Design/methodology/approach – A multiple-case study methodology is applied to identify the knowledge sharing pattern in architectural design institutes in the People's Republic of China. Content analysis is employed to analyse the qualitative data collected by in-depth interview, site observation and document review.
Findings – The results show that individual architects share their own knowledge by means of reflection-in-action, conversation and problem solving. Either formal or informal mentoring, legitimate peripheral participation, communities of practice and workshops are the major mechanisms for architectural design institutes to share organizational knowledge but the knowledge sharing pattern are quite different for different kinds of architectural design institutes.
Research limitations/implications – The major limitation of this research is associated with sample selection. Although the cases being selected are fairly representative of the architectural design institutes in People's Republic of China, not all types of architectural design institutes are included due to the availability of data.

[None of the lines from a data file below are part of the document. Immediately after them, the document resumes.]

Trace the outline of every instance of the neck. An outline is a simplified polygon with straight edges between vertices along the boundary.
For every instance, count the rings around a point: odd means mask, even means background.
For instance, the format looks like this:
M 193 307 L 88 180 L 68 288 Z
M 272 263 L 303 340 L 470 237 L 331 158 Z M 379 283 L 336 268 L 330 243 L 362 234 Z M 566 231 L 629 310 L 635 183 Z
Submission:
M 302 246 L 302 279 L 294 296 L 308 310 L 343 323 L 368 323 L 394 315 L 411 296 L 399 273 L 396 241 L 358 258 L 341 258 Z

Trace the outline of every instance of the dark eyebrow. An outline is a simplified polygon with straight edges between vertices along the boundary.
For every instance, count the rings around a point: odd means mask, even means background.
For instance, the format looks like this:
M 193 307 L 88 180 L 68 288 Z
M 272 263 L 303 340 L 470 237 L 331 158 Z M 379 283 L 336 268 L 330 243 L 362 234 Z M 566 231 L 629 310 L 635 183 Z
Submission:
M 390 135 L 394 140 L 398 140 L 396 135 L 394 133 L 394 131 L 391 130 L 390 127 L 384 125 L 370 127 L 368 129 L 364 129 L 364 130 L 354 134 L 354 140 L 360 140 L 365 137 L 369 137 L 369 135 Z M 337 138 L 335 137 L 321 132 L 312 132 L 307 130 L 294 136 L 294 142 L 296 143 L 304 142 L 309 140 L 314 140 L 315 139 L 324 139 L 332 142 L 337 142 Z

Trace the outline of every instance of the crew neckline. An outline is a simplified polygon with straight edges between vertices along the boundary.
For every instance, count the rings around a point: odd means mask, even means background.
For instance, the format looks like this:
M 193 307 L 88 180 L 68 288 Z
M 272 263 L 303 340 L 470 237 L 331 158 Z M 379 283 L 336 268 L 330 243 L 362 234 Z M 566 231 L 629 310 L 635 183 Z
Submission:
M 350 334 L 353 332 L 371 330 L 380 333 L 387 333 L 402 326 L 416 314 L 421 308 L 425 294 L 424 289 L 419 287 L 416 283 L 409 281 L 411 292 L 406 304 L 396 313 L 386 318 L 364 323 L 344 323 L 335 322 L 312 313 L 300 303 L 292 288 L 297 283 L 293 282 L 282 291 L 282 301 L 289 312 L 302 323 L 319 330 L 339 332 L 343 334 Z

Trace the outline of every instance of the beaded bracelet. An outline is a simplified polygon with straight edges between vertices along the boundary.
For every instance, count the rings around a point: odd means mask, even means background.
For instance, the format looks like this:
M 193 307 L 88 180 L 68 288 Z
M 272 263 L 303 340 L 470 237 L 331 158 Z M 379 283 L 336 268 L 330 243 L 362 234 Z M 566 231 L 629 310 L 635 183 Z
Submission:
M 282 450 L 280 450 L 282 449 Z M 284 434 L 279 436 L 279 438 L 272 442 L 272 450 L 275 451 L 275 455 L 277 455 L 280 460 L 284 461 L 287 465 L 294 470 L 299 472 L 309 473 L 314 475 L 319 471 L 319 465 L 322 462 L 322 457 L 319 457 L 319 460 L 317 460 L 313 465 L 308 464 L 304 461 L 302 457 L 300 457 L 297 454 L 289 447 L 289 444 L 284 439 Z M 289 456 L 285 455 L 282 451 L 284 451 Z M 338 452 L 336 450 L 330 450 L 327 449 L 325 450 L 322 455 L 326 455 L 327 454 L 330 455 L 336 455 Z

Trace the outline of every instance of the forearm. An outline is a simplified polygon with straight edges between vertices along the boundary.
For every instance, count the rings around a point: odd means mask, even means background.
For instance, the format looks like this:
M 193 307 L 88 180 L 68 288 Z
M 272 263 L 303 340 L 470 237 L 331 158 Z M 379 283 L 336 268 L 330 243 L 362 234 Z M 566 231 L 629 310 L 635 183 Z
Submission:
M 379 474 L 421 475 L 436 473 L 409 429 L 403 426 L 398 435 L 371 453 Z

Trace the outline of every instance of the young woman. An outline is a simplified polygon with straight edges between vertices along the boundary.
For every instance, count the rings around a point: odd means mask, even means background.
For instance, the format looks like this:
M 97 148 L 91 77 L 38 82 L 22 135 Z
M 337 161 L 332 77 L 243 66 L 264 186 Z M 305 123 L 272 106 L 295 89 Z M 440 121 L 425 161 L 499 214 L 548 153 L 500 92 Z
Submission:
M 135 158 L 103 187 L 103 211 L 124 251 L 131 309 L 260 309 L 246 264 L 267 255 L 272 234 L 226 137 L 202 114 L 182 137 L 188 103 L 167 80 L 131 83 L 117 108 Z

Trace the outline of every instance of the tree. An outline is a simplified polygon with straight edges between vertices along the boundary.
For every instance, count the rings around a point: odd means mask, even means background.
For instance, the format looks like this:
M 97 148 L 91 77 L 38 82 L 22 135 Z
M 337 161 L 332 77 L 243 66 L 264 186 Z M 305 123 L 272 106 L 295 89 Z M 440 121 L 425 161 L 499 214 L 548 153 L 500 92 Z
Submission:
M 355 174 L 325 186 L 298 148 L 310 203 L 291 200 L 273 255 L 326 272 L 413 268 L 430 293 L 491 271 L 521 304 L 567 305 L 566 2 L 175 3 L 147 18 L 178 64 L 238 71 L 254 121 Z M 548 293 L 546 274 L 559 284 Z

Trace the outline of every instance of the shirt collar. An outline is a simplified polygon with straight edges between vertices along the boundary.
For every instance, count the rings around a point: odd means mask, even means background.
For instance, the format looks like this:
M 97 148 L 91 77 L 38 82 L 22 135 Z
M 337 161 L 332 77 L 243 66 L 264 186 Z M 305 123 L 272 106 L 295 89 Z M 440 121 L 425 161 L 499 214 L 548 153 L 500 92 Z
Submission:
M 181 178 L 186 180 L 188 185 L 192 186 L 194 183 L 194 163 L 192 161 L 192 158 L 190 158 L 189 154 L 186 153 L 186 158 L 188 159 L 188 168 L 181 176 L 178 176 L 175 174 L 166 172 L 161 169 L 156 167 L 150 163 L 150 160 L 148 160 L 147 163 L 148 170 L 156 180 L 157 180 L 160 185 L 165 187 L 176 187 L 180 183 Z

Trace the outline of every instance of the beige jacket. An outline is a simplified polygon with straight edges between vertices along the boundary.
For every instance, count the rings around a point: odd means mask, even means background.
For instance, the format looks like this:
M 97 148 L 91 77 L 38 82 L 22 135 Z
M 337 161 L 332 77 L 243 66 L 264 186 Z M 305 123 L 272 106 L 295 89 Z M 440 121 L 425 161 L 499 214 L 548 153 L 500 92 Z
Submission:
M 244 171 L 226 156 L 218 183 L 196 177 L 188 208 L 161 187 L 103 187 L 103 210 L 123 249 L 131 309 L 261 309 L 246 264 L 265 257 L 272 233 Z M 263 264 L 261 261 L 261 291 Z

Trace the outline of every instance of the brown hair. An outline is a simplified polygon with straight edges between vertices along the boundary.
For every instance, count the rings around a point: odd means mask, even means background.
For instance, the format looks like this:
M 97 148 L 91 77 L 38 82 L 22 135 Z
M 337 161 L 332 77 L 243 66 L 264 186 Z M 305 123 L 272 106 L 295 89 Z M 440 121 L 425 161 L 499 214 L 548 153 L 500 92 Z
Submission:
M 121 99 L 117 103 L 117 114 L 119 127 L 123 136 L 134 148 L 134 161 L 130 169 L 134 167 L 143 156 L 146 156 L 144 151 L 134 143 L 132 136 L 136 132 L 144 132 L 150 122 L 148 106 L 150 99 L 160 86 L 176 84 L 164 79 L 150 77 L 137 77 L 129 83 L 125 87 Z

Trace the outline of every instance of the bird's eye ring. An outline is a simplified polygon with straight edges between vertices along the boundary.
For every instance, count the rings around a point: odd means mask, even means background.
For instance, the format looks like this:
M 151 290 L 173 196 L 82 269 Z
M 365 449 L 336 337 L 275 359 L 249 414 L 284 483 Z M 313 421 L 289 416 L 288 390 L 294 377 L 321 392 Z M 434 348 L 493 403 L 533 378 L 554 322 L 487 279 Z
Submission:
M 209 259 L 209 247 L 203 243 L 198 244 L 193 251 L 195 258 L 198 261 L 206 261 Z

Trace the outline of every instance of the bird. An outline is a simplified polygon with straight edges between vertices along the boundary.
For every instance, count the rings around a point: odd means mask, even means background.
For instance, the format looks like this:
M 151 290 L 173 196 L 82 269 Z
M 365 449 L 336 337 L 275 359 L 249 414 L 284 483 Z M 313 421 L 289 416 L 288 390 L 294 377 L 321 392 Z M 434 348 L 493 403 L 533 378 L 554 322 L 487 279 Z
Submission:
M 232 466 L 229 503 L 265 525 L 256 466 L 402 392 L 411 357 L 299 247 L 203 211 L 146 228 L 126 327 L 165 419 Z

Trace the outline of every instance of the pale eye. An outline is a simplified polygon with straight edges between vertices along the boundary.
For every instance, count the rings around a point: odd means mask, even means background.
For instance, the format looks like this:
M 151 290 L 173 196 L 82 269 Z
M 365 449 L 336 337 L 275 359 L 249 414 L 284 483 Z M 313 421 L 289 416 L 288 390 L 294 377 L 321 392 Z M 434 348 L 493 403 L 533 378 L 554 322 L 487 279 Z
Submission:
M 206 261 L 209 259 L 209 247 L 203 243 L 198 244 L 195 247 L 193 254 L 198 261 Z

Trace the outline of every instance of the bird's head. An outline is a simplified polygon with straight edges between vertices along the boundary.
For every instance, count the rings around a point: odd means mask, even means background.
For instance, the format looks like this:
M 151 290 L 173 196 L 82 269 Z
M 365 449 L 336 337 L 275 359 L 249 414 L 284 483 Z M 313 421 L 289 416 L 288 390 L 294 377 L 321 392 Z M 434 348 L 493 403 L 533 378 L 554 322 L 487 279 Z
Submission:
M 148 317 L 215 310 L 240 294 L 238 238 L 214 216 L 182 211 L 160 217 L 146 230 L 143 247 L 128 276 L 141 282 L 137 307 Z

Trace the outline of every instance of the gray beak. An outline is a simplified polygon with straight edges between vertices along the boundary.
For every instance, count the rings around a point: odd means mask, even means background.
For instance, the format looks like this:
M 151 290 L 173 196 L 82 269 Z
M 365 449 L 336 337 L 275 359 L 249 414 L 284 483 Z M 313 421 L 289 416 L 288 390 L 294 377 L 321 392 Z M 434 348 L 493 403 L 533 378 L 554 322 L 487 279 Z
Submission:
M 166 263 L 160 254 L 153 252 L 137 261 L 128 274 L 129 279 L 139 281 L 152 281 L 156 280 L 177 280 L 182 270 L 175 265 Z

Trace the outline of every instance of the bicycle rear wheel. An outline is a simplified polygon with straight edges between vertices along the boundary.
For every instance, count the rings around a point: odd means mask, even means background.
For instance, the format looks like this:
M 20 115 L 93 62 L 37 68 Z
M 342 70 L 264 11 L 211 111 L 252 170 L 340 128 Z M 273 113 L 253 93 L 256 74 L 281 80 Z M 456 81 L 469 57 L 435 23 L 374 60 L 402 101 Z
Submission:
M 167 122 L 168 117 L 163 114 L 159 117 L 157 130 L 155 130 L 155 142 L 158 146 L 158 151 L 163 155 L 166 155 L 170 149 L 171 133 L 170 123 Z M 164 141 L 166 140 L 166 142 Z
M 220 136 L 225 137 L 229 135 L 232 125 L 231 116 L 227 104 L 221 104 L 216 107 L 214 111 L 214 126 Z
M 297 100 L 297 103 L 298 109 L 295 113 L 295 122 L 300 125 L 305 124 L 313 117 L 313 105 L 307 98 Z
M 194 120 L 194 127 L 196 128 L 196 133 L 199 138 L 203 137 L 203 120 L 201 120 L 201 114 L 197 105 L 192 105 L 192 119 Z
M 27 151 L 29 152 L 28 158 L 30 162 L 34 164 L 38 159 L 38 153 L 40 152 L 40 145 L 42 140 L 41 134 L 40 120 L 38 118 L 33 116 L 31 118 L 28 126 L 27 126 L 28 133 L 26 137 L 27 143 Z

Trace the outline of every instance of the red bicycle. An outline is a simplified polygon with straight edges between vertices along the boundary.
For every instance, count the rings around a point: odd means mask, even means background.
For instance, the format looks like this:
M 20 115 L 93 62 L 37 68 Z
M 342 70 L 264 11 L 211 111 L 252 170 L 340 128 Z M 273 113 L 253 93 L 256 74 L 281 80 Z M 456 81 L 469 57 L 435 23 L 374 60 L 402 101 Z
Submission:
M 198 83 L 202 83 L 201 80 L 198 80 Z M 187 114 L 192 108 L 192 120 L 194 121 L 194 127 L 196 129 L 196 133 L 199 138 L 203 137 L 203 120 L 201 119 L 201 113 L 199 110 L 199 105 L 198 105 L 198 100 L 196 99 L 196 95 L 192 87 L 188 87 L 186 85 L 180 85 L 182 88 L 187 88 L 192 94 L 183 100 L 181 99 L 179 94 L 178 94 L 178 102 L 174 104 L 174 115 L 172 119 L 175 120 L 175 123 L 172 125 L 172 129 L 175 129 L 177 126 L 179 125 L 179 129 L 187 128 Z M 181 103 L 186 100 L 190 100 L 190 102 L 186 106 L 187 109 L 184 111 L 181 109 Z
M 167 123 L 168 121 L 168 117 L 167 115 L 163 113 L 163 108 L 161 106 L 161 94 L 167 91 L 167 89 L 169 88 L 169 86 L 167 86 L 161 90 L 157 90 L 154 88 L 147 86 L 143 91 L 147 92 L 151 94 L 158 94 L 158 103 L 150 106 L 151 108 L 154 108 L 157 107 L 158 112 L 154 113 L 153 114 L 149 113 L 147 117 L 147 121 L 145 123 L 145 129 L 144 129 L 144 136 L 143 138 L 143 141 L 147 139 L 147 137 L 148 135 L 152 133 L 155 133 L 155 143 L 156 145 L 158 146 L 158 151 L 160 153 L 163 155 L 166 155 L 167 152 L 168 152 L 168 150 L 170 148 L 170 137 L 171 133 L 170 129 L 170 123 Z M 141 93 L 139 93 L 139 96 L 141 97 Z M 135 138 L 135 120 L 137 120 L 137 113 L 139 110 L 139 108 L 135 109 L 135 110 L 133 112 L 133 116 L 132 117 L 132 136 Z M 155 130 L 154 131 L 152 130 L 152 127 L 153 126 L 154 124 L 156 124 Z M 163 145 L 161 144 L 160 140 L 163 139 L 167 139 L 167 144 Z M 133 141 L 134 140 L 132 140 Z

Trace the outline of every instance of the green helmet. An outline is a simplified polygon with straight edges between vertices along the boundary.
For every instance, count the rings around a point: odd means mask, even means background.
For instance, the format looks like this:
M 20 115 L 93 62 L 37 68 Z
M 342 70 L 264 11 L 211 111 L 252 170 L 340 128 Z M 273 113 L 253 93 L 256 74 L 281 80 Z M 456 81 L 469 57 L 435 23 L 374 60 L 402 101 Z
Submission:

Practical implications – The identified knowledge sharing patterns can help managers of architectural design institutes as well as individual architects to better understand how knowledge is shared in their field and how to improve their overall performance.
Originality/value – This paper contributes to the existing body of research on how knowledge is shared in the construction industry. In particular, a knowledge sharing pattern is identified to offer insights in architectural design institutes in China. The paper addresses a number of research questions which are not fully explored in current literature.